NEW BRUNSWICK – Senator Sandra Bolden Cunningham, D-Hudson, today released the following statement highlighting her concern about proposed cuts to health care and education funding within Governor Corzine’s proposed Fiscal Year 2009 budget. Senator Cunningham and other members of the Senate Budget and Appropriations Committee heard testimony today from representatives of municipalities, interest groups and organizations at a hearing held at Rutgers’ New Brunswick campus.

“First and foremost, I’m concerned about many of the proposed cuts within this budget. I understand the necessity of freeing up funds to help improve New Jersey’s fiscal standing, but it is imperative that we look at the people who will be affected by the reductions in aid.

“I look at the roughly $108 million in funding that is slated to be cut for Charity Care, and that worries me because so many residents in our urban areas, in particular, lack adequate health insurance. Often, when residents don’t have health insurance, they rely on emergency room doctors to serve as their primary care physicians. Significant cuts to Charity Care combined with the increasing number of hospital closures would leave many residents in the 31st District and throughout the State, without access to quality health care.

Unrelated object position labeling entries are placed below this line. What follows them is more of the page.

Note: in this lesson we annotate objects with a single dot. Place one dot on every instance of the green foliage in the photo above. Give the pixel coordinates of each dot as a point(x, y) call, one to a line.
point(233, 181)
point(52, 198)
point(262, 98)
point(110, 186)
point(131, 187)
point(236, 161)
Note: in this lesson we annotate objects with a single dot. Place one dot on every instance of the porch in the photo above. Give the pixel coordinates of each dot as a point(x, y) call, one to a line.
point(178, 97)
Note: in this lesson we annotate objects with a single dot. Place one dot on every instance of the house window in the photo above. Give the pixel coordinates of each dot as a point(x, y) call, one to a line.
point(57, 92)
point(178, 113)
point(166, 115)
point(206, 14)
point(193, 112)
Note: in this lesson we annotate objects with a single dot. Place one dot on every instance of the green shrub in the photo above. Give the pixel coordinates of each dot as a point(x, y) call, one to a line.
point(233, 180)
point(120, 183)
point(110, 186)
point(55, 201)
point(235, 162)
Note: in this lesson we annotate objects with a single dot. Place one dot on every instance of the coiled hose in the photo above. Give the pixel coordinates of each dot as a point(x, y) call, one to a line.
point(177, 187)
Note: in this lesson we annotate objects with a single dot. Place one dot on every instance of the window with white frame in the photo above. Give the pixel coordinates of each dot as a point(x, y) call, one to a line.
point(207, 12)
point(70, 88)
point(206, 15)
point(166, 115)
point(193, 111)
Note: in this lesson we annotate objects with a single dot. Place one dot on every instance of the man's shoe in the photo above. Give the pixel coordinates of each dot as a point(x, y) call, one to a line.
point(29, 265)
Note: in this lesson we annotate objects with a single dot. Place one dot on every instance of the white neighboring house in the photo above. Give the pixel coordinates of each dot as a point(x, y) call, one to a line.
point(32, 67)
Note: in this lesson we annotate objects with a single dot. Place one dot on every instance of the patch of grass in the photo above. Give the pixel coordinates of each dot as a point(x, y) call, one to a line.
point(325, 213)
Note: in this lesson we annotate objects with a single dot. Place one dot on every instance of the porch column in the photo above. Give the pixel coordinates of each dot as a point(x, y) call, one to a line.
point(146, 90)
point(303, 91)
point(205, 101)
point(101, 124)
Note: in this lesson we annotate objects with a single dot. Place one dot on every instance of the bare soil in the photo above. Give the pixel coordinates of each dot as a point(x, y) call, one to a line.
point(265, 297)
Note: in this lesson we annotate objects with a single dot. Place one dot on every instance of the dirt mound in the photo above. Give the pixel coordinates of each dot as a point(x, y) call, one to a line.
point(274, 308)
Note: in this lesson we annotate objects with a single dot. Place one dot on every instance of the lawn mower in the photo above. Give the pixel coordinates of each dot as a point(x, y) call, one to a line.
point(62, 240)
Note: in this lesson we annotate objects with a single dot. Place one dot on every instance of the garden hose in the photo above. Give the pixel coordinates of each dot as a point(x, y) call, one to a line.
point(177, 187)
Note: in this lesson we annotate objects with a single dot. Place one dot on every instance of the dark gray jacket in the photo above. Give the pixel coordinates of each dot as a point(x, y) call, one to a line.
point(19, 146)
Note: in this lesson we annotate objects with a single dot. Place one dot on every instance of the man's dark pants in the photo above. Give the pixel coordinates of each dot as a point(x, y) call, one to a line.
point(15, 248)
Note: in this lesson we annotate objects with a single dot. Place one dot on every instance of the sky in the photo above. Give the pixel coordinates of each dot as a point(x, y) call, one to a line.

“I look at one hospital in my district that is slated to close – Jersey City’s Greenville Hospital, which is located in a predominately black area of the city. When Greenville’s doors are closed for good, residents will have to travel even further to get the medical care that they need. We cannot allow this situation to replay itself over and over again – our urban hospitals are absolutely necessary, and cannot be included in the laundry list of proposed cuts.

“I am also worried about cuts to higher education funding. During today’s hearing we heard from James Kline, a Rutgers student who testified that one major way to stimulate New Jersey’s economy is through investing in the workforce. Significant cuts in higher education funding will reduce New Jersey’s ability to build a highly-qualified workforce, as well as its ability to retain quality workers.

“In my district, there are four colleges. The largest of the four, New Jersey City University, stands to receive a 10% reduction in funding from last year’s levels. The local community college, Hudson County Community College could also see a reduction in funding. The ‘brain drain’ is a reality, and if we are not able to make college affordable for our students, we risk losing them for good.

“I look forward to working with my colleagues on the Senate Budget and Appropriations Committee, as well as with legislators from both sides of the aisle, to find ways to free up funding for the FY2009 budget. I understand that corners must be cut, but we cannot do so at the expense of those who can least afford them.”